RNA interference offers an unrivalled opportunity to silence expression of individual genes with a high degree of specificity, allowing the roles of individual genes to be dissected (Shi, 2003). However, one of the limitations of RNAi is the requirement for transfection of cells with siRNA. Transfection efficiency varies widely among cell types and exogenous siRNA oligonucleotide-mediated RNAi is transient in nature, due to siRNA dilution and degradation. Retroviral vectors have become a popular means of transfecting cells with a high degree of efficiency. This technique relies on the generation of short hairpin RNA (shRNA), which is cleaved by intracellular nucleases to yield active siRNA. This technique allows induction of stable RNAi (Brummelkamp et al, 2002). Using this technique to silence CEACAM6 expression, we have shown that levels of CEACAM6 expression can markedly influence the invasive cellular phenotype. Retroviruses selectively infect dividing cells, making them a rational vehicle for directed–directed gene silencing (Logg and Kasahara, 2004). However, viral gene therapies have raised cause for concern following well-publicised incidences of toxicity and death (Raper et al, 2003). Although clinical evaluation of these techniques will need to continue with caution, in vivo studies to date have reported no signs of systemic toxicity (Brummelkamp et al, 2002).

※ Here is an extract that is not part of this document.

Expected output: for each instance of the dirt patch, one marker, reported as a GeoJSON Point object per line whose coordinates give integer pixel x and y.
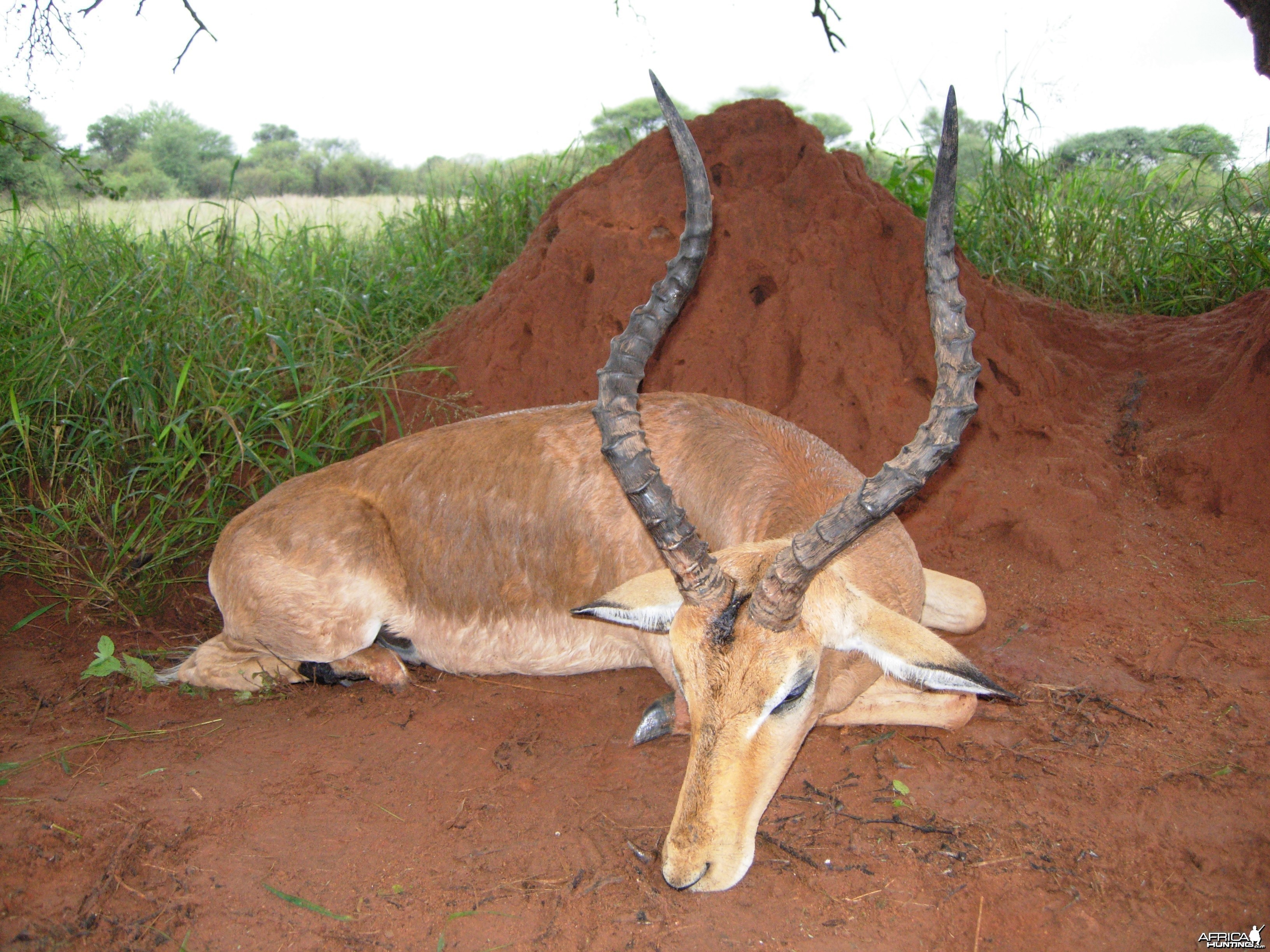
{"type": "Point", "coordinates": [1109, 498]}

In summary, levels of CEACAM6 expression can modulate the invasive phenotype in a c-Src-dependent manner, through alterations in cellular MMP-9 activity. These findings support the premise that targeting CEACAM6 may represent a rational strategy to attenuate the invasiveness of this malignancy. Novel strategies targeting CEACAM6 and its downstream pathways warrant further evaluation in the context of gastrointestinal malignancy.